Is $3$ a rational number?

Answer 1

Hint: Here we have to check if the above given number is a rational number. So we will first try to understand the definition of a rational number and its property. Then we will try to express the given number i.e. $3$ in the form of a rational number. If it can be expressed then the given number is a rational number and if not the given number is not a rational number.

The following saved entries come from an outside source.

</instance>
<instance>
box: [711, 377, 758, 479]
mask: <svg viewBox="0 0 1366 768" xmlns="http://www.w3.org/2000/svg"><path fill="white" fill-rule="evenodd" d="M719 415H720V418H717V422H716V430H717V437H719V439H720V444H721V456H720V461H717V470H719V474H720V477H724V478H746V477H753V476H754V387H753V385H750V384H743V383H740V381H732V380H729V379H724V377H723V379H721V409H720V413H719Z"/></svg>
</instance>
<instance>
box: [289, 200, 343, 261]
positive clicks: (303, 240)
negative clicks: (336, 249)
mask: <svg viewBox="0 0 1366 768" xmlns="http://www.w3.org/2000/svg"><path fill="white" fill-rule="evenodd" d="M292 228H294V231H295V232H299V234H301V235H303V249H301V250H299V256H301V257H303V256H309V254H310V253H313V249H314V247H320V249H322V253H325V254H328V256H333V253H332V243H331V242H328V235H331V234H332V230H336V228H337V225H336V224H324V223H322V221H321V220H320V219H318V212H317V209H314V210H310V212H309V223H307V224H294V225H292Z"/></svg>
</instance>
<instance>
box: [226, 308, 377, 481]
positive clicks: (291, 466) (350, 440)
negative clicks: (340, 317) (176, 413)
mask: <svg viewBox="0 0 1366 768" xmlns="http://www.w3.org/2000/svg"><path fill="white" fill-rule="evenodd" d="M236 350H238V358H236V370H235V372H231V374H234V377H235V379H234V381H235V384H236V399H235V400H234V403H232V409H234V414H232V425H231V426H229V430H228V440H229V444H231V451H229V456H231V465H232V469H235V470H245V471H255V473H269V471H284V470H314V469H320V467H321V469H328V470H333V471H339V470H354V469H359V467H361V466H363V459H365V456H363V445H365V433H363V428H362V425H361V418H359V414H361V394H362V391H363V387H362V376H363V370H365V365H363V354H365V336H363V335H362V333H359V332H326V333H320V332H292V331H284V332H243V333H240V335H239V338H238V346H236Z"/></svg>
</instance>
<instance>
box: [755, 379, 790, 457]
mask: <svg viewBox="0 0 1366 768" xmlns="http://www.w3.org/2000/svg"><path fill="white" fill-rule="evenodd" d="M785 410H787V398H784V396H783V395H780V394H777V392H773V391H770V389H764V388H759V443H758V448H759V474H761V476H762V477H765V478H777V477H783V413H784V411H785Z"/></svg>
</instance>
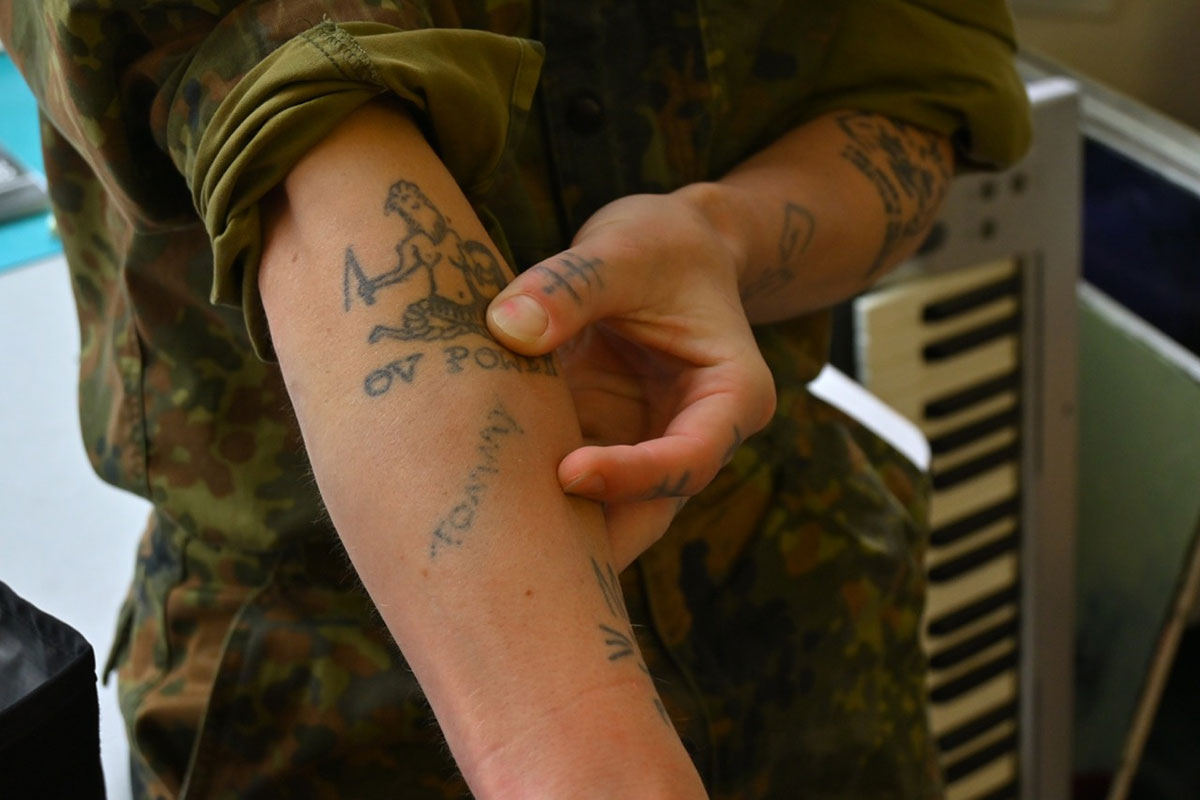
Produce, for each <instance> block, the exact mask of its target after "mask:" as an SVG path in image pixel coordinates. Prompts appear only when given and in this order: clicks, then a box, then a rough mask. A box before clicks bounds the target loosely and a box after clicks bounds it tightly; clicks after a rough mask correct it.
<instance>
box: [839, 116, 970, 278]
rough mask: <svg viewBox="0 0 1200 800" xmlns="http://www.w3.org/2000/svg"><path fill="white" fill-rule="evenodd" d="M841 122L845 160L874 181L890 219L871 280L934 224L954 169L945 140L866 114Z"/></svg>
mask: <svg viewBox="0 0 1200 800" xmlns="http://www.w3.org/2000/svg"><path fill="white" fill-rule="evenodd" d="M835 119H836V121H838V126H839V127H840V128H841V130H842V132H844V133H845V134H846V137H847V142H846V146H845V148H844V149H842V151H841V157H842V158H845V160H846V161H848V162H850V163H851V164H853V167H854V168H856V169H858V172H860V173H862V174H863V175H865V176H866V179H868V180H870V181H871V184H872V185H874V186H875V191H876V192H877V193H878V196H880V200H881V201H882V203H883V212H884V215H886V216H887V222H886V224H884V230H883V243H882V245H881V247H880V252H878V254H877V255H876V257H875V260H874V261H872V263H871V266H870V269H869V270H868V271H866V276H868V277H870V276H872V275H875V273H876V272H878V271H880V269H882V267H883V266H886V265H890V264H892V261H893V260H894V259H895V254H896V252H898V251H900V249H902V248H904V247H905V246H906V245H910V243H912V241H913V240H914V239H917V237H918V236H922V235H924V233H925V230H926V229H928V228H929V225H930V224H932V222H934V218H935V217H936V215H937V210H938V207H940V206H941V204H942V198H944V197H946V192H947V190H948V188H949V184H950V178H952V176H953V172H954V166H953V163H950V160H949V158H947V156H946V154H944V151H943V150H942V148H941V146H938V145H940V142H941V139H940V138H938V137H937V136H936V134H934V133H930V132H926V131H924V130H922V128H919V127H916V126H913V125H907V124H905V122H900V121H896V120H889V119H887V118H884V116H880V115H878V114H868V113H862V112H846V113H844V114H839V115H838V116H836V118H835Z"/></svg>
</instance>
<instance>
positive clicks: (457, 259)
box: [342, 181, 504, 343]
mask: <svg viewBox="0 0 1200 800" xmlns="http://www.w3.org/2000/svg"><path fill="white" fill-rule="evenodd" d="M383 212H384V215H392V213H394V215H396V216H397V217H400V221H401V236H400V241H398V242H397V243H396V264H395V266H392V267H391V269H389V270H385V271H384V272H379V273H378V275H373V276H368V275H367V273H366V271H365V270H364V269H362V266H361V264H359V259H358V257H355V254H354V251H353V249H352V248H347V249H346V271H344V272H343V276H342V299H343V306H344V308H346V311H350V308H352V307H353V306H354V302H355V299H358V300H361V301H362V303H364V305H367V306H372V305H374V301H376V295H377V294H378V293H379V291H382V290H383V289H386V288H388V287H391V285H396V284H398V283H408V282H412V281H421V282H424V287H422V288H424V289H425V296H422V297H421V299H419V300H416V301H414V302H412V303H409V305H408V307H407V308H406V309H404V314H403V318H402V320H401V324H400V325H398V326H389V325H376V326H374V327H373V329H372V331H371V335H370V336H368V338H367V341H368V342H371V343H374V342H378V341H379V339H383V338H394V339H401V341H406V342H410V341H422V342H436V341H439V339H454V338H458V337H460V336H464V335H467V333H479V335H480V336H485V337H487V325H486V324H485V323H484V312H485V311H487V303H488V302H490V301H491V299H492V297H493V296H496V294H497V293H498V291H499V290H500V289H503V288H504V272H503V270H500V263H499V260H498V259H497V258H496V255H494V254H493V253H492V251H491V248H490V247H488V246H487V245H485V243H484V242H481V241H476V240H474V239H470V240H463V237H462V236H460V235H458V231H457V230H455V229H454V228H451V227H450V223H449V221H448V219H446V218H445V217H444V216H442V212H440V211H439V210H438V207H437V206H436V205H434V204H433V201H432V200H430V198H427V197H426V196H425V193H424V192H422V191H421V190H420V187H419V186H418V185H416V184H413V182H412V181H396V182H395V184H392V185H391V188H390V190H389V191H388V200H386V201H385V203H384V210H383ZM488 338H490V337H488Z"/></svg>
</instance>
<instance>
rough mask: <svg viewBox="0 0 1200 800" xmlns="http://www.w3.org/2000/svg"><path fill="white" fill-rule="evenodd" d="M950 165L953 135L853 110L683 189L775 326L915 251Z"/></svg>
mask: <svg viewBox="0 0 1200 800" xmlns="http://www.w3.org/2000/svg"><path fill="white" fill-rule="evenodd" d="M953 169H954V155H953V150H952V146H950V143H949V140H948V139H947V138H946V137H942V136H937V134H934V133H929V132H926V131H923V130H920V128H917V127H913V126H910V125H904V124H900V122H895V121H890V120H888V119H887V118H883V116H880V115H876V114H866V113H860V112H850V110H847V112H838V113H834V114H828V115H824V116H821V118H818V119H816V120H814V121H811V122H809V124H806V125H803V126H800V127H798V128H796V130H793V131H791V132H790V133H788V134H786V136H784V137H782V138H781V139H779V140H778V142H775V143H773V144H772V145H770V146H768V148H766V149H764V150H762V151H760V152H758V154H756V155H755V156H752V157H751V158H749V160H748V161H745V162H744V163H742V164H740V166H738V167H737V168H736V169H733V170H732V172H731V173H730V174H728V175H726V176H725V178H722V179H721V180H719V181H715V182H713V184H700V185H692V186H689V187H684V190H682V193H683V196H684V197H685V198H688V199H689V200H690V201H691V203H694V204H695V205H696V206H697V207H700V209H701V211H702V213H704V215H706V216H707V217H708V218H709V219H710V222H712V224H713V225H714V227H715V228H716V229H718V230H720V231H721V233H722V237H724V240H725V241H726V242H727V243H728V246H730V248H731V249H732V251H733V252H734V260H736V263H737V264H738V271H739V275H738V284H739V290H740V294H742V301H743V305H744V307H745V311H746V315H748V317H749V319H750V321H751V323H770V321H778V320H780V319H786V318H788V317H794V315H797V314H800V313H804V312H809V311H814V309H817V308H823V307H827V306H829V305H833V303H835V302H839V301H841V300H844V299H845V297H847V296H851V295H853V294H856V293H858V291H860V290H863V289H865V288H866V287H868V285H870V284H871V283H872V282H874V281H876V279H877V278H878V277H880V276H881V275H883V273H884V272H886V271H887V270H889V269H892V267H893V266H895V265H896V264H899V263H900V261H901V260H902V259H905V258H906V257H908V255H911V254H912V253H913V252H914V251H916V249H917V247H918V246H919V245H920V242H922V241H923V239H924V236H925V234H926V233H928V230H929V228H930V225H931V224H932V222H934V219H935V217H936V213H937V210H938V207H940V205H941V203H942V199H943V198H944V196H946V191H947V188H948V186H949V181H950V178H952V175H953Z"/></svg>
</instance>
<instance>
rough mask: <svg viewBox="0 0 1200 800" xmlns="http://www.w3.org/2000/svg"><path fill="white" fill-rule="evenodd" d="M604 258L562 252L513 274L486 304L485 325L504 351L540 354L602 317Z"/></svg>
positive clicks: (552, 348) (606, 294)
mask: <svg viewBox="0 0 1200 800" xmlns="http://www.w3.org/2000/svg"><path fill="white" fill-rule="evenodd" d="M606 271H607V270H606V266H605V263H604V261H602V260H601V259H599V258H588V257H586V255H583V254H581V253H578V252H576V251H570V249H569V251H564V252H562V253H559V254H557V255H554V257H552V258H548V259H546V260H545V261H541V263H540V264H534V265H533V266H530V267H529V269H528V270H526V271H524V272H522V273H521V275H518V276H517V277H516V278H515V279H514V281H512V282H511V283H510V284H509V285H508V287H505V288H504V290H503V291H500V294H498V295H496V297H494V299H493V300H492V302H491V305H488V307H487V327H488V330H490V331H491V332H492V336H494V337H496V339H497V341H498V342H499V343H500V344H503V345H504V347H506V348H509V349H510V350H515V351H517V353H522V354H524V355H544V354H546V353H550V351H551V350H553V349H554V348H557V347H558V345H560V344H562V343H563V342H566V341H568V339H570V338H571V337H574V336H575V335H576V333H578V332H580V331H581V330H583V329H584V327H586V326H587V325H588V324H589V323H592V321H594V320H595V319H599V318H600V317H602V315H604V314H605V312H606V308H605V307H604V305H605V301H606V300H607V299H608V295H607V291H606V285H605V278H606V275H605V273H606Z"/></svg>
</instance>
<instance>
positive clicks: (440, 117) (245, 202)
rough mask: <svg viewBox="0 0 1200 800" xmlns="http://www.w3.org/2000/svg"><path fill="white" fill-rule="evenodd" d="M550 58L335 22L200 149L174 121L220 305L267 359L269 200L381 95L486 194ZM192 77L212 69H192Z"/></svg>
mask: <svg viewBox="0 0 1200 800" xmlns="http://www.w3.org/2000/svg"><path fill="white" fill-rule="evenodd" d="M199 56H203V53H200V54H199ZM541 60H542V55H541V49H540V46H538V44H536V43H534V42H529V41H526V40H520V38H514V37H509V36H500V35H497V34H488V32H482V31H475V30H462V29H420V30H397V29H395V28H391V26H388V25H383V24H379V23H366V22H364V23H342V24H334V23H330V22H325V23H322V24H318V25H317V26H314V28H312V29H310V30H307V31H305V32H304V34H301V35H299V36H296V37H295V38H293V40H290V41H288V42H287V43H284V44H283V46H282V47H280V48H278V49H276V50H275V52H274V53H271V54H270V55H268V56H266V58H265V59H263V60H262V61H260V62H259V64H258V65H257V66H254V67H253V68H252V70H251V71H250V72H247V73H246V74H245V77H242V78H241V79H240V80H239V82H238V83H236V85H235V86H234V88H233V89H232V90H230V91H229V92H228V94H227V95H226V96H224V97H223V100H222V101H221V103H220V106H218V107H217V108H216V112H215V113H214V114H212V116H211V119H210V121H209V122H208V125H206V126H205V127H204V130H203V133H202V134H200V136H199V138H198V140H197V142H191V140H188V137H190V136H191V132H192V131H193V130H194V125H192V124H190V121H188V120H186V119H179V120H168V136H169V137H172V142H173V144H178V143H180V142H182V143H185V144H184V145H182V146H178V148H175V149H174V152H175V155H176V161H181V162H182V163H181V164H180V167H181V169H182V170H184V175H185V178H186V179H187V182H188V186H190V187H191V190H192V198H193V200H194V203H196V207H197V210H198V211H199V213H200V216H202V217H203V219H204V224H205V227H206V229H208V231H209V235H210V237H211V240H212V255H214V282H212V297H211V299H212V301H214V302H217V303H224V305H230V306H240V307H241V308H242V312H244V314H245V319H246V327H247V330H248V332H250V336H251V341H252V343H253V345H254V349H256V353H257V354H258V355H259V356H260V357H264V359H271V357H274V354H272V350H271V345H270V336H269V330H268V325H266V315H265V312H264V311H263V306H262V300H260V299H259V296H258V261H259V257H260V253H262V234H260V229H259V212H258V201H259V200H260V199H262V198H263V196H264V194H266V193H268V192H269V191H270V190H271V188H272V187H274V186H275V185H276V184H278V182H280V181H281V180H282V179H283V178H284V176H286V175H287V173H288V170H289V169H290V168H292V166H293V164H295V163H296V162H298V161H299V158H300V157H301V156H302V155H304V154H305V152H306V151H307V150H308V149H310V148H312V146H313V145H314V144H316V143H317V142H318V140H320V139H322V138H323V137H324V136H325V134H328V133H329V132H330V131H331V130H332V128H334V127H336V126H337V125H338V122H341V120H343V119H344V118H346V116H347V115H349V114H350V113H352V112H353V110H354V109H356V108H359V107H360V106H362V104H364V103H366V102H368V101H371V100H373V98H376V97H380V96H394V97H398V98H400V100H401V101H403V102H404V103H406V104H407V106H408V108H409V109H410V112H412V113H413V115H414V119H415V120H416V122H418V124H419V125H420V126H421V128H422V130H424V131H425V132H426V136H427V137H428V138H430V142H431V144H432V145H433V148H434V150H436V151H437V152H438V155H439V156H440V157H442V160H443V162H444V163H445V166H446V168H448V169H449V170H450V173H451V174H452V175H454V178H455V179H456V180H457V181H458V184H460V185H461V186H462V187H463V191H464V192H466V193H467V196H468V197H473V196H478V194H480V193H482V192H485V191H486V188H487V185H488V181H490V180H491V176H492V173H493V170H494V169H496V167H497V166H498V163H499V162H500V160H502V157H503V156H504V154H505V152H506V150H508V149H509V146H510V145H511V144H514V143H515V140H516V138H517V136H518V134H520V127H521V126H522V125H523V122H524V120H526V118H527V115H528V112H529V109H530V106H532V102H533V94H534V89H535V86H536V83H538V76H539V71H540V67H541ZM190 72H193V73H203V68H198V66H197V65H196V64H193V65H191V67H190ZM193 138H194V137H193Z"/></svg>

Complete step-by-step answer:
Let us understand the definition of a rational number:
A rational number can be defined any number which can be represented in the form of
 $\dfrac{p}{q}$ , where $p$ and $q$ are integers and $q \ne 0$.
The set of rational numbers includes positive numbers, negative numbers and zero.
We should know that every whole number on the number line is a rational number because every whole number can be expressed in the form of $\dfrac{p}{q}$ .
Now in the question we have been given a number $3$ .
We know that the given number is a whole number. Let us try to represent the number in the fraction form.
We can write $3$ in the fraction form i.e.
 $\dfrac{3}{1} = \dfrac{p}{q}$ .
Here we have
$p = 3,q = 1$ and the denominator is not equal to zero i.e. $q \ne 0$ .
This proves that the given number is a rational number.
Hence we can say that $3$ is a rational number.

Note: We should note that the above number can also be expressed in the other forms of fractions i.e. $\dfrac{6}{2} = 3$
And,
$\dfrac{{12}}{4} = 3$ .
These all fractions are given the same value.
We should know some of the properties of a rational number like that if we add , subtract or multiply two rational numbers, they always give another rational number.
For example, let us take two rational numbers : $5$ and $10$ .
Now we will add them to see the result:
$5 + 10 = 15$